Ahh, midlife. The kids are all grown up. You finally feel like you’ve got things on lock down. But then menopause steps in to throw a wrench into your plans. We’ve talked about menopause a little bit before. Mainly how it impacts the bladder and can interfere with sex. But did you know that one of the earliest signs of menopause is insomnia? Let’s take a look at how menopause can affect your sleep cycle, shall we?
The Skinny on Life During Menopause, Besides Insomnia
As you probably already know, menopause occurs when our body decides to cease the baby-making process. It typically happens between 40 and 60 years old. You’ve officially hit menopause when you’ve had 12 consecutive months without a period. It’s a roller coaster, and admittedly, not the most fun one you’ll ride in your life. There are many symptoms that come along with menopause, including hot flashes, vaginal dryness, and irregular periods. You’re probably irritable, ready to bite the head off of your closest friend or family member. Plus sessions in the sack can be a little painful, uncomfortable, and lackluster. And on top of it all, you can’t even sleep it off. You may find yourself awake half the night and struggling to sleep for the rest of it.
Insomnia During Menopause: Whyyyyy?
With everything you’ve got going on, it can already be hard to sleep during midlife. But it gets even harder when menopause joins the party. More than half of all women going through menopause have trouble falling and staying asleep. Outside of life’s everyday challenges, there are many changes happening in your body that may be responsible for keeping you awake. Let’s take a deeper look at the reasons you may be up all night.

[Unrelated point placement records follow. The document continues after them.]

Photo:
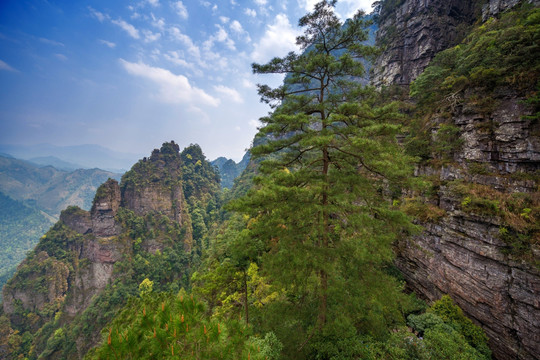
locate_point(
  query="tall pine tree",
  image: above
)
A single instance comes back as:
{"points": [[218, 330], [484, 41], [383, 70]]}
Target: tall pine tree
{"points": [[322, 203]]}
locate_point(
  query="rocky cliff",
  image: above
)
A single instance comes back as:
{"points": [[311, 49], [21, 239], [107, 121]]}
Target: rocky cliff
{"points": [[413, 31], [481, 243], [93, 260]]}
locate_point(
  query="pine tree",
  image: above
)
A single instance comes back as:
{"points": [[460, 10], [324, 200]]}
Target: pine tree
{"points": [[322, 204]]}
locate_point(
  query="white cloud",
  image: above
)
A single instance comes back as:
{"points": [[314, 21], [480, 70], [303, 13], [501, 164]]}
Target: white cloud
{"points": [[236, 26], [158, 22], [173, 89], [230, 93], [238, 29], [250, 12], [192, 49], [174, 57], [98, 15], [254, 123], [180, 9], [278, 39], [307, 5], [50, 42], [248, 84], [108, 43], [220, 36], [130, 29], [150, 36], [6, 67], [155, 54]]}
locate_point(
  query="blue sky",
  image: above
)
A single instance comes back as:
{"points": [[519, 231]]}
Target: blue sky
{"points": [[129, 75]]}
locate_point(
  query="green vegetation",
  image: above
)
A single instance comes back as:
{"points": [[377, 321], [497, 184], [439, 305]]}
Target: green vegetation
{"points": [[20, 230], [501, 51], [518, 212], [298, 265], [167, 326]]}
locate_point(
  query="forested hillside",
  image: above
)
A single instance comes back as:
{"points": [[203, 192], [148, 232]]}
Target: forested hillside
{"points": [[354, 196], [20, 229], [47, 188]]}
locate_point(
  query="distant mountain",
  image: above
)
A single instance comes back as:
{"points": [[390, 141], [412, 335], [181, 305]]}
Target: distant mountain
{"points": [[55, 162], [84, 156], [49, 189], [230, 170], [21, 227]]}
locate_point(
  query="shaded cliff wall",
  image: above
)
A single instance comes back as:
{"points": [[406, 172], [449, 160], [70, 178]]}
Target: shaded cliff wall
{"points": [[464, 252], [414, 31]]}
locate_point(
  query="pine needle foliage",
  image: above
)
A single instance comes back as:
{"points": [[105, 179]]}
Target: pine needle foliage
{"points": [[164, 326], [322, 202]]}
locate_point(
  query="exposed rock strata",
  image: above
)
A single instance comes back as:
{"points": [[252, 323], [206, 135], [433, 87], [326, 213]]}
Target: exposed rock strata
{"points": [[462, 254], [414, 32], [105, 208], [77, 263]]}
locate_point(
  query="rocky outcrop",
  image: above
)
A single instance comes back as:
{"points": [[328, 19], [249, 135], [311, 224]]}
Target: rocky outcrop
{"points": [[93, 271], [465, 252], [463, 255], [49, 279], [413, 32], [77, 219], [494, 7], [105, 207], [75, 260]]}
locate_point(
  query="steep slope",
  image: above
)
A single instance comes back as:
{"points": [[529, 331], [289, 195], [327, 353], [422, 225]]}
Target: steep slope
{"points": [[20, 229], [411, 32], [229, 170], [477, 134], [47, 188], [90, 262]]}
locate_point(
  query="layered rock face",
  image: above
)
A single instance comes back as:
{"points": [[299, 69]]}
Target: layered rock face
{"points": [[105, 208], [75, 260], [465, 253], [413, 32], [156, 186]]}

Hormones Can Disrupt Sleep
Hormones like progesterone regulate our sleep cycles, but they are thrown off balance during menopause. This can cause drowsiness during the day and an inability to fall or stay asleep at night.
Both life and your changing hormones can create anxiety and depression, and it’s made worse during menopause. More than 20% of women will deal with depression during menopause.
Hot and Bothered, But Not In A Good Way
The fluctuation of hormones that happens during menopause can affect how our body regulates temperature. You might find yourself waking up covered in sweat, and the temperature changes can keep you from falling asleep again. Plus, the adrenaline that accompanies hot flashes and night sweats can make you feel more awake than ever.
Bladder leak can creep up on us at any moment, even when we’re asleep. A weakened pelvic wall from previous pregnancies, childbirth, and more can lead to late-night leakage (and incontinence during the day, too). And those leaks can wake you up at night, and keep you up. (Psst…our Lily Bird pads and undies can help).
Tingling and unease in the legs can make you feel uncomfortable while lying down. If you struggle with restless legs, you know the only thing you want to do is get up and move them around. Obviously, this isn’t going to help you fall asleep any time soon.
Our hormones regulate just about everything our bodies do, but did you know that they can affect how well you breathe, too? The hormone progesterone may be responsible for dilating our airways, but during menopause less progesterone is produced. This leads to difficulty breathing and can cause sleep apnea.
Menopause May Not Be The Only Reason for Insomnia
Changes from menopause may not be the only thing keeping you up at night. Let’s face it, you have a busy life. You’re working on your career while seeing the kids off to their lives outside of the nest. Your parents are aging and may need more of your time. You may be working towards fulfillment in life and work or even trudging through a midlife crisis. Menopausal symptoms certainly don’t help, but they may not be the only things keeping you up, either.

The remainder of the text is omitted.